(CNN) - Minnesota Sen. Amy Klobuchar announced a "bold, trillion-dollar plan" Thursday to address a litany of infrastructure issues that she plans to make her "top budget priority," should she be elected president in 2020.
"This responds to what we're seeing all over our nation: crumbling infrastructure, you see people in traffic jams, and really there's been no major investment for years," Klobuchar said in an interview with CNN's Suzanne Malveaux.
The plan, she said, included a number of bipartisan ideas to finance it.
She continued: "I've put together a plan that is paid for. It's not just a mirage. The President keeps talking about infrastructure, but he really hasn't put the money down that you'd need... I believe we can get this done, and it's my number one priority."
The plan, rolled out in an early morning Medium post, says its aim is to "rebuild America's infrastructure, invest in our future, and create millions of good-paying American jobs." It calls for major federal investments in seven areas, including transportation, broadband connection, public schools and clean energy.

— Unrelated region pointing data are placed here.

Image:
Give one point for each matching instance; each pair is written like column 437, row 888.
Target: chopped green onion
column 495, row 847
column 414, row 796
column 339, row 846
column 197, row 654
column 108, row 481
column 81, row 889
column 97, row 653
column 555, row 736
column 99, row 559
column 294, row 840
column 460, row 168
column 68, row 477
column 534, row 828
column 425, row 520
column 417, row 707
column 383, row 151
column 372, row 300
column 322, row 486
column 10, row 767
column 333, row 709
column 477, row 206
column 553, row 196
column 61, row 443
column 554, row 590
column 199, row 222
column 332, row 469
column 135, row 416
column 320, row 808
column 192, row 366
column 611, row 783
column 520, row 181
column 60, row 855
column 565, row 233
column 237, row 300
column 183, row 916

According to the post, the Democratic presidential candidate's proposed plan would largely be paid for through a "series of corporate tax reforms," including an increase in the corporate tax rate to 25%, the closing of loopholes "that encourage US companies to move jobs and operations overseas" and the establishment of "a financial risk fee" on the nation's largest banks.
Speaking to CNN, Klobuchar explained that she wanted to raise the corporate tax up to 25% from the 21% rate that resulted from the 2017 GOP tax bill. Previously, the tax rate had been at 35%.
"It went all the way down to 21%, and every point is $100 billion. So that's a big chunk of the funding," she said.
Klobuchar continued, "Then the way they structured [the tax cuts] for jobs overseas and money overseas, that also can be changed, and that brings in $150 billion. And there's a number of things, including better enforcement of our tax laws that can bring in the money. Then also some novel approaches with an infrastructure financing authority, public-private money, as well as transportation bonds."
Pressed on Republicans' willingness to reverse course on the tax cuts passed in late 2017 -- among the signature legislative achievements of the Republican majority under the Trump administration -- Klobuchar said simply, "I think they will do it, things change. And the Congress is going to change. The Senate will change, presumably, in the next election."
Asked by CNN's Chris Cuomo on "Cuomo Prime Time" Thursday why she had chosen to lead with this topic, Klobuchar described infrastructure as a "bread and butter issue."
"It means jobs, but it also means getting ourselves out of traffic jams and getting our goods to market," Klobuchar said.
The seven-point proposal places a tight focus on the country's transportation system, which Klobuchar says she plans to turn into a "world-class" system that will better serve low-income communities and communities of color. It calls for the repairing and replacing of roads, highways and bridges, as well as an expansion of public transportation and the creation of high-speed rail systems.
The plan also aims to connect every American household to the internet by 2022, with Klobuchar writing that access to broadband "creates jobs, opens new economic opportunities, and allows America to compete and succeed in an increasingly digital world."
The proposal also says as president, Klobuchar will address the nation's "crumbling and unsafe schools" by "(updating) the physical and digital infrastructure needs of our schools, and (establishing) an ongoing role for the federal government to invest in school infrastructure."
The trillion-dollar plan also places an emphasis on climate change and the country's reliance on fossil fuels, with Klobuchar calling for "sweeping legislation" that, among other things, "invests in green infrastructure, modernizes our aging energy infrastructure" and invests in "renewable energy development."
Klobuchar's proposal will likely be weighed against the Green New Deal, another trillion-dollar plan that aims to tackle issues related to the US' role in global climate change. Several 2020 Democratic presidential candidates have voiced support for the environmental proposal, including California Sen. Kamala Harris and Massachusetts Sen. Elizabeth Warren.
She noted that she planned to work on health care policy as well -- "You can do two things at once" -- but explained that said she chose infrastructure as the first major policy rollout of her 2020 presidential campaign because "it's been so long neglected. And someone has to take the lead on infrastructure."
Infrastructure "is something where there is common agreement, there always has been, and it's an example of something that I believe we could easily get done in the first year."
In a swipe at Trump, Klobuchar said that "there's a reason the president's been talking about it -- he just hasn't gotten it done. And I believe there is a will to get it done across the nation."